Pelosi insisted that the current leadership structure already gives opportunities to younger members, telling reporters, "I have always featured the young 30-somethings. and they are so impressive".

In the Ossoff race, even though the 30-year-old documentary filmmaker and former congressional staffer ended up running a more centrist and not Trump-centric campaign, Republicans were able to zero in on the more than $23 million in donations Ossoff raised, largely from liberal enclaves like California and NY, and make an easy connection to Pelosi. No other potential up-and-coming Democratic challenger to her leadership comes close.

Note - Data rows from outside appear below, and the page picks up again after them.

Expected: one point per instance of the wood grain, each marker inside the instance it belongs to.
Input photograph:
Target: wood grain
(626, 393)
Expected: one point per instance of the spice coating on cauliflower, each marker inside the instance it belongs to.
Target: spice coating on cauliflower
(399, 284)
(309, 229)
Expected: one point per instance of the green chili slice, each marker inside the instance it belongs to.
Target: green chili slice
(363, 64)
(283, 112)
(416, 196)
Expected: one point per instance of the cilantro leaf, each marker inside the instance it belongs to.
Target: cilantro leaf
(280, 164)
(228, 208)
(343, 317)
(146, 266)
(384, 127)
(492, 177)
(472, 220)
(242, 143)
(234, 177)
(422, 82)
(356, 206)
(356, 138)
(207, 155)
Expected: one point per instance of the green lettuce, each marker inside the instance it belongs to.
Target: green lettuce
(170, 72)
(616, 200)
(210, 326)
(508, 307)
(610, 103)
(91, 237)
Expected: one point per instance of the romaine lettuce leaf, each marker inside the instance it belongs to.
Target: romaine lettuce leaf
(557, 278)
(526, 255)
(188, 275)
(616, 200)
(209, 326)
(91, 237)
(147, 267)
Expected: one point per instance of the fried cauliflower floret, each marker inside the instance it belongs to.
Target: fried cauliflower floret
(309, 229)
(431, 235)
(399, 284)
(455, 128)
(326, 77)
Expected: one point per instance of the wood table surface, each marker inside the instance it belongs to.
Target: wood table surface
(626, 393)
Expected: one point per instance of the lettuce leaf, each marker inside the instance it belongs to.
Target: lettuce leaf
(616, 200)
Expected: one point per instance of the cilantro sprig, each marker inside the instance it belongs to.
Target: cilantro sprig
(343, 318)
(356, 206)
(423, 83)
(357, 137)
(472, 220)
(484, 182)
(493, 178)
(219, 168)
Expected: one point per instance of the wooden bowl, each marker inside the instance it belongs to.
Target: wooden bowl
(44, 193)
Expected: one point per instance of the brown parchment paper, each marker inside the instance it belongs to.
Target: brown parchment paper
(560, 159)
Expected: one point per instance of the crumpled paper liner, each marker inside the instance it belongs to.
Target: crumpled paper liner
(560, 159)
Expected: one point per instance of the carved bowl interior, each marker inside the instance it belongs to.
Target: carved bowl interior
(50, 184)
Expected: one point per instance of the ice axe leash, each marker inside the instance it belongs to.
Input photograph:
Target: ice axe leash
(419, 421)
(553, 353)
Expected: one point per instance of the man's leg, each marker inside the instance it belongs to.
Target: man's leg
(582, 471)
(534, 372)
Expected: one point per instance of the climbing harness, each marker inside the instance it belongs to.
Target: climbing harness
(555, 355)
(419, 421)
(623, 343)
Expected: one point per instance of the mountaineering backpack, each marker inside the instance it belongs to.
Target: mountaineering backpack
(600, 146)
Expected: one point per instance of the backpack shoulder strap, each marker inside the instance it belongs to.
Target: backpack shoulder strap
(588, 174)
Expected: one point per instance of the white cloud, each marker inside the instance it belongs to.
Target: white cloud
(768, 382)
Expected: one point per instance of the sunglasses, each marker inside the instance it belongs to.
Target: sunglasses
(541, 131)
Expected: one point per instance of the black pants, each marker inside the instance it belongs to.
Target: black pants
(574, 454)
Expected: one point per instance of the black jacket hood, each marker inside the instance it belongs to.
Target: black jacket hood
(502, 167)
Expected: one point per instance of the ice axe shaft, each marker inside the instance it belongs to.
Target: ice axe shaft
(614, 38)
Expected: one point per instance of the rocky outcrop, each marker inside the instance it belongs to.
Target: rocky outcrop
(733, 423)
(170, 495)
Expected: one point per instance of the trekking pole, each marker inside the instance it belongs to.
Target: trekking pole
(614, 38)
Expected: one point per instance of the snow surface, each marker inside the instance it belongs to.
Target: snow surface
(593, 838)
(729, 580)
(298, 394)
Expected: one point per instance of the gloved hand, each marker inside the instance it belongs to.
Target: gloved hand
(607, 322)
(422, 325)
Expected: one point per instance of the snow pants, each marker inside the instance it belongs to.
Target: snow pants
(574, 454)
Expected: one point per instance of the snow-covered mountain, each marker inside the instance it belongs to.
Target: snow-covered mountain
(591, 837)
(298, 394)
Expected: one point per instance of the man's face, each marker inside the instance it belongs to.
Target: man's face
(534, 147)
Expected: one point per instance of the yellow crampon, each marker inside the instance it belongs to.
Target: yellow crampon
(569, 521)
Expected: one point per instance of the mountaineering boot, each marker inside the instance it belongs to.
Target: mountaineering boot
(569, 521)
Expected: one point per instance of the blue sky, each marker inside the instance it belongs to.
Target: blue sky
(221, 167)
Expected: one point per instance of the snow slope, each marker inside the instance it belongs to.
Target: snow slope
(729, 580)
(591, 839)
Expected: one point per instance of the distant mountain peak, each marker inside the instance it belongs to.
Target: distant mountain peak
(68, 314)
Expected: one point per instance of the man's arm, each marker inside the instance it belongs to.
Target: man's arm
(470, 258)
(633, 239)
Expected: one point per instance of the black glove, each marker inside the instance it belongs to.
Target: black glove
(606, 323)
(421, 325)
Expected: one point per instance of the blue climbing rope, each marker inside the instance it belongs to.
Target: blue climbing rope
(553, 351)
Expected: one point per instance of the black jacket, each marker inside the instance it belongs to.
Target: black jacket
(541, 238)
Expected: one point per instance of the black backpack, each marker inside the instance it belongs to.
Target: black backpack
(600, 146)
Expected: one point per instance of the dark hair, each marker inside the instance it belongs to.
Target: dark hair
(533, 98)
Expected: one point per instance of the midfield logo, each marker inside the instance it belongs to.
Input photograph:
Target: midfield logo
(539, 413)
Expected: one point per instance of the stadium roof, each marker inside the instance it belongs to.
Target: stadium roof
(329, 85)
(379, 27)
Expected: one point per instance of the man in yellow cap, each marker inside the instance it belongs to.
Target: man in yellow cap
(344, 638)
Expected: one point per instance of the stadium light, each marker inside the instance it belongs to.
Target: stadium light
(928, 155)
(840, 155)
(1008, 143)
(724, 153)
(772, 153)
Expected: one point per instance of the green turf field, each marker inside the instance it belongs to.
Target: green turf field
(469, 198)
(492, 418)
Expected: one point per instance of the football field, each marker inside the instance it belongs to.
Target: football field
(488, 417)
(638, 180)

A top aide to Pelosi dismissed the blaming, saying that Pelosi still enjoys broad support among the conference, and that any party leader would be subject to partisan attacks. But he said there is no doubt that "this is one occasion when we ought to say he deserves to take a victory lap". His 2015-16 giving was well behind Pelosi a year ago, at $592,500.

Cher's tweet is by no means the first time the singer has expressed her political views.

In a letter to her colleagues on Wednesday about the special elections, Pelosi maintained an upbeat tone. "(Tom) Daschle was a target, Tip O'Neill was a target", Pelosi said.

Will Georgia Democrats, GOP see an 'Ossoff effect' in 2018?